De repente, un día reproduces ante tu hijo con aparente naturalidad aquella frase que una vez te dijo tu padre: "pues yo con tu edad...". Y al margen de hacernos una ligera idea de lo rancia que le debe sonar la soflama que viene detrás de los puntos suspensivos, por un momento caemos en la cuenta de que nos pasamos la vida haciendo comparaciones. Y pocas veces para bien.
Comparamos nuestro tiempo vital con el de nuestro hijo, aunque el mundo ahora sea otro. Comparamos lo que hemos sido con lo que quisimos ser y lo que somos con lo que no renunciamos a ser algún día. Nos medimos con nosotros mismos y en nuestra relación con los demás. Comparamos lo que viene y lo que no viene a cuento y, de esa manera tan poco atinada, vamos creando esa realidad en la que casi nada es verdad o mentira, en la que todo depende.

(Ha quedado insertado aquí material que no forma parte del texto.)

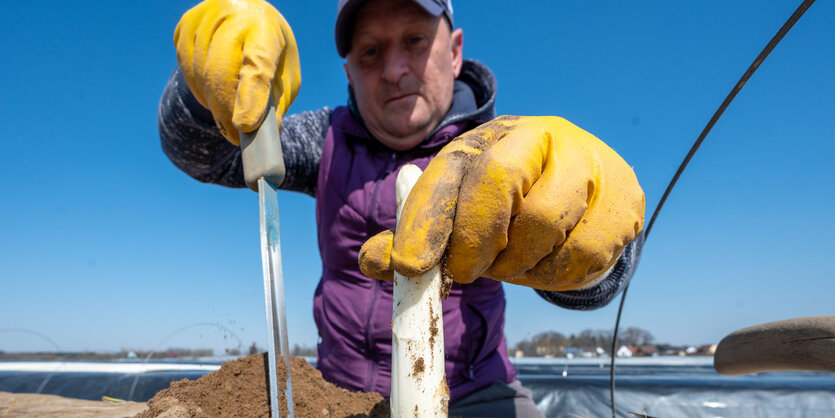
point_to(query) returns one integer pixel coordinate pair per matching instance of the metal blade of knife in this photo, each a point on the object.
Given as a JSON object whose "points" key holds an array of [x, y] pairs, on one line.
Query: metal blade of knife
{"points": [[264, 169], [274, 292]]}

Comparamos nuestro nuestro ford escort con el audi A6 del vecino del tercero, nuestro lof liftado con el revés de Federer y nuestro adosado en las afueras con el ático del barrio Salamanca de un primo segundo del pueblo.

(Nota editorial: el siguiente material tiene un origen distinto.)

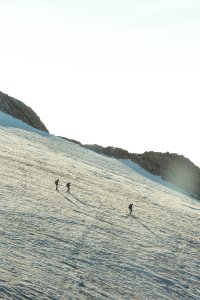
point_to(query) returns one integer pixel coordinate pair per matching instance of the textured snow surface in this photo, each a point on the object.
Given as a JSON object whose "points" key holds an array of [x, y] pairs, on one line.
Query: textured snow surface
{"points": [[85, 245]]}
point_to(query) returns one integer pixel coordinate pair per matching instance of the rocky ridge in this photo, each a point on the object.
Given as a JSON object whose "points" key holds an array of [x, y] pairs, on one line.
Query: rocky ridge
{"points": [[172, 167], [19, 110]]}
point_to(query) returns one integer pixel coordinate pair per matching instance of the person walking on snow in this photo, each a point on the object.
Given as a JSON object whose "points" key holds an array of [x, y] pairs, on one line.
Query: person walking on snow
{"points": [[130, 208], [56, 183], [68, 186]]}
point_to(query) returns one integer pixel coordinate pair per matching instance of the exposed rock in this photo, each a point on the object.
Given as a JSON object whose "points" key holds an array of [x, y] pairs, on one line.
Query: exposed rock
{"points": [[19, 110], [170, 166]]}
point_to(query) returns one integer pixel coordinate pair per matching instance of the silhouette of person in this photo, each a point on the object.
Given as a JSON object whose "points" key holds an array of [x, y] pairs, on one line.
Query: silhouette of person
{"points": [[130, 208], [56, 183], [68, 186]]}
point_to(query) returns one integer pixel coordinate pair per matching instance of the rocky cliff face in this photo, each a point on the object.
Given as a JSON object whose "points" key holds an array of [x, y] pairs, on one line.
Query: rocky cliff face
{"points": [[170, 166], [19, 110]]}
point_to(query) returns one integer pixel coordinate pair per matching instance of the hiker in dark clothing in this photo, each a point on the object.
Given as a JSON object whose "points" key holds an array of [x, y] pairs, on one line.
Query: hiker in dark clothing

Comparamos a Cristiano con Messi, a Sabina con Pavarotti, a Ortega con Gasset y a un vitorino con la cabra de la legión. Confundimos el culo con las témporas, las churras con los merinas, los churros con las porras y la gimnasia con la magnesia.
Comparamos una habitación del Hilton con el asiento trasero de un Simca 1000. Comparamos el primer amor y el primer beso con todos los amores y todos los besos que vinieron después. Y terminamos por confundir las bodas de oro con el amor eterno.
Nos empeñamos en comparar lo incomparable, aunque solo sea por defender lo indefendible. Aunque solo sea por aprender a deambular entre el éxito y el fracaso sin llegar a caer arrastrados -salvo que el guión lo exija- por el precipicio de los complejos o el abismo de la rutina.
Las comparaciones pueden ser odiosas pero también es cierto que su correcta aplicación -debidamente pautada y bien dosificada- se puede convertir en bálsamo eficaz para tratar las heridas provocadas por las envidias, los celos o los recelos.
Pero sobre todo las comparaciones parecen casi siempre inevitables. Por ellas y con ellas vamos del infierno al paraíso -o viceversa- sin pasar por la casilla de salida, aunque de esa manera dejemos pasar a diario la ocasión de disfrutar de ese espacio que por méritos propios nos hemos ganado en el purgatorio.
En todo caso, comparando todo lo que se ponga por delante, pasados unos pocos lustros, cuando el mundo sea otro y su espacio vital muy diferente, un día, de repente, nuestro hijo entenderá que su padre tenía parte de razón.